Dès le premières mesures du Nocturne qui ouvre le Concerto pour violon n° 1 de Chostakovitch, l’impression que donnait Maxim Vengerov était celle d’une concentration totale, alors que, les yeux mi-clos, il déployait la ligne mélodique avec un sens de la cantilène et un lyrisme qui allait infailliblement au coeur de la musique. Dans le diabolique Scherzo, Vengerov opta par moments pour un son plus cru tout en montrant une sensibilité d’écorché vif, déchaîné dans l’épisode central dont -servi par une maîtrise technique hallucinante- il fit ressortir ce sentiment de danger et de folle prise de risques, avant de saisir à la perfection le côté klezmer parodique et grinçant.

Vengerov pouvait compter sur un accompagnement parfait de la part de Chailly et des musiciens de la Scala, le chef faisant souvent preuve d’une légèreté inattendue, comme dans la Passacaille où le dialogue entre le soliste et l’excellent cor anglais se voyait conférer un  véritable caractère hymnique. Vengerov frappa ici à plus d’une reprise par la qualité étonnamment vocale de son interprétation, au point qu’on avait l’impression d’entendre davantage la parole éloquente du violoniste plutôt que son jeu.
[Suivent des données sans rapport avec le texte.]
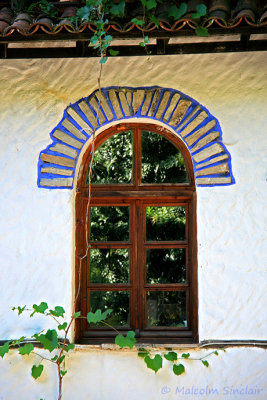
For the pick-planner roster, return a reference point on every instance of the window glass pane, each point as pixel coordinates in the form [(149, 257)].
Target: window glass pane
[(113, 160), (165, 266), (109, 223), (166, 309), (109, 265), (162, 162), (165, 223), (118, 302)]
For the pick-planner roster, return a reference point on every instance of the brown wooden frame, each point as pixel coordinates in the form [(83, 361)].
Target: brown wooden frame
[(137, 195)]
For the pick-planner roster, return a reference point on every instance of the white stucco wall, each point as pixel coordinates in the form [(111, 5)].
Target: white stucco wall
[(36, 234)]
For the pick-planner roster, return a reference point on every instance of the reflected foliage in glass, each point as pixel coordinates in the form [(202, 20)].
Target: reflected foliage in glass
[(109, 223), (166, 266), (113, 160), (165, 223), (162, 162), (166, 309), (109, 265), (118, 302)]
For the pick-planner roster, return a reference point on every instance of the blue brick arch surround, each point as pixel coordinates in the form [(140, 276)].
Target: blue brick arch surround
[(192, 122)]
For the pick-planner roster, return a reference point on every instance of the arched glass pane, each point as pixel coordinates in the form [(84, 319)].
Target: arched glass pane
[(162, 162), (113, 160)]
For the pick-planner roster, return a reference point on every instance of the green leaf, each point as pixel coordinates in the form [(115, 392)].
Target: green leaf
[(171, 356), (61, 359), (118, 9), (103, 60), (185, 355), (48, 340), (37, 371), (62, 326), (154, 363), (108, 38), (202, 31), (155, 20), (137, 21), (149, 4), (58, 311), (77, 314), (69, 347), (63, 372), (127, 341), (26, 349), (98, 315), (20, 309), (178, 369), (201, 9), (142, 352), (176, 12), (39, 309), (4, 349), (146, 39), (113, 52)]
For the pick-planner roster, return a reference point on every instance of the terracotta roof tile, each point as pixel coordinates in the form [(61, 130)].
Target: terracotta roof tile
[(222, 14)]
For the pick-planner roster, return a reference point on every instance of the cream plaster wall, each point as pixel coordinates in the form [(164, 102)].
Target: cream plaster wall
[(36, 234)]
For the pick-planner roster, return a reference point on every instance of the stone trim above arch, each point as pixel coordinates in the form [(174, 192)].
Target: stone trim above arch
[(192, 122)]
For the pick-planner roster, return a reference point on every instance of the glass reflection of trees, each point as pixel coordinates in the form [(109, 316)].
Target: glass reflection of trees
[(162, 162), (113, 160), (165, 223), (118, 302)]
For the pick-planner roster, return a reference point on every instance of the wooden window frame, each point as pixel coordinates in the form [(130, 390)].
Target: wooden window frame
[(136, 196)]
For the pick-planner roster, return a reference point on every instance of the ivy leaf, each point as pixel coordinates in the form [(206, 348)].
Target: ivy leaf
[(205, 362), (201, 9), (26, 349), (185, 355), (113, 52), (149, 4), (178, 369), (58, 311), (142, 352), (137, 21), (4, 349), (83, 13), (155, 20), (37, 371), (39, 309), (108, 38), (20, 309), (127, 341), (69, 347), (118, 9), (176, 12), (103, 60), (98, 315), (48, 340), (61, 359), (154, 363), (94, 40), (77, 314), (202, 31), (62, 326), (171, 356)]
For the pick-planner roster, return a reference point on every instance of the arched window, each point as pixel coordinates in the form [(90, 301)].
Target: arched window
[(140, 230)]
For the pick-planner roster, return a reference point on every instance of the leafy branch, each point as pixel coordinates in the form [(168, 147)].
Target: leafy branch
[(156, 362)]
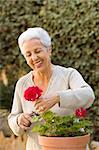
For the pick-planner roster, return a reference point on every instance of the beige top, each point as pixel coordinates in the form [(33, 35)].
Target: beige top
[(67, 82)]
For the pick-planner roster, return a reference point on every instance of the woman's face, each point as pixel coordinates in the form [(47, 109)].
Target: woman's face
[(36, 55)]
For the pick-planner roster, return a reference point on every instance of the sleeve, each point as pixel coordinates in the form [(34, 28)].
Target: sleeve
[(15, 112), (80, 93)]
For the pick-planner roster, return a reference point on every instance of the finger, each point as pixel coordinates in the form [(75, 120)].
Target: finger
[(27, 117), (24, 127), (38, 101)]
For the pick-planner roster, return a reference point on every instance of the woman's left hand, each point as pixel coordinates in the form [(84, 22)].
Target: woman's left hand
[(44, 104)]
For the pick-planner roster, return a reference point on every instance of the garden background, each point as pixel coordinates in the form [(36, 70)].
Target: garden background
[(74, 29)]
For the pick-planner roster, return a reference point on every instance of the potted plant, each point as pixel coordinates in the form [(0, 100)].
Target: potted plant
[(64, 132), (60, 132)]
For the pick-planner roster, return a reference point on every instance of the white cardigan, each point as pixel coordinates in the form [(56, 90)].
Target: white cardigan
[(74, 92)]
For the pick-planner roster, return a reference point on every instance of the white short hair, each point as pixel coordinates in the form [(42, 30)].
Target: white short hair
[(35, 32)]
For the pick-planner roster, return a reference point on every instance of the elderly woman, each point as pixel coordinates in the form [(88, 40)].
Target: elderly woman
[(64, 89)]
Quant à la fin du mouvement, elle fut rendue dans une extraordinaire impression de totale désolation, après une cadence véritablement habitée, mais hélas sur regrettable fond de toux du public de la Salle Pierre Boulez dont le Burlesque final permit d’apprécier l’acoustique remarquable, entre autres dans la clarté absolue de la percussion. Vengerov se montra souverain dans cette course à l’abîme, et on ne sait vraiment pas quel rival pourrait lui faire de l’ombre dans ce répertoire qu’il sert avec une compréhension et une profondeur qui forcent le respect. On s’étonna presque d’entendre la salle applaudir avec enthousiasme dès la dernière note du concerto, alors que la force émotionnelle de l’oeuvre comme l’implication totale du soliste (sans parler de la belle prestation du chef et de l’orchestre) auraient eu de quoi laisser plus d’un auditeur pantois et que quelques secondes de silence auraient permis un retour moins brusque à la dure réalité du quotidien. Quoi qu’il en soit, triomphe largement mérité.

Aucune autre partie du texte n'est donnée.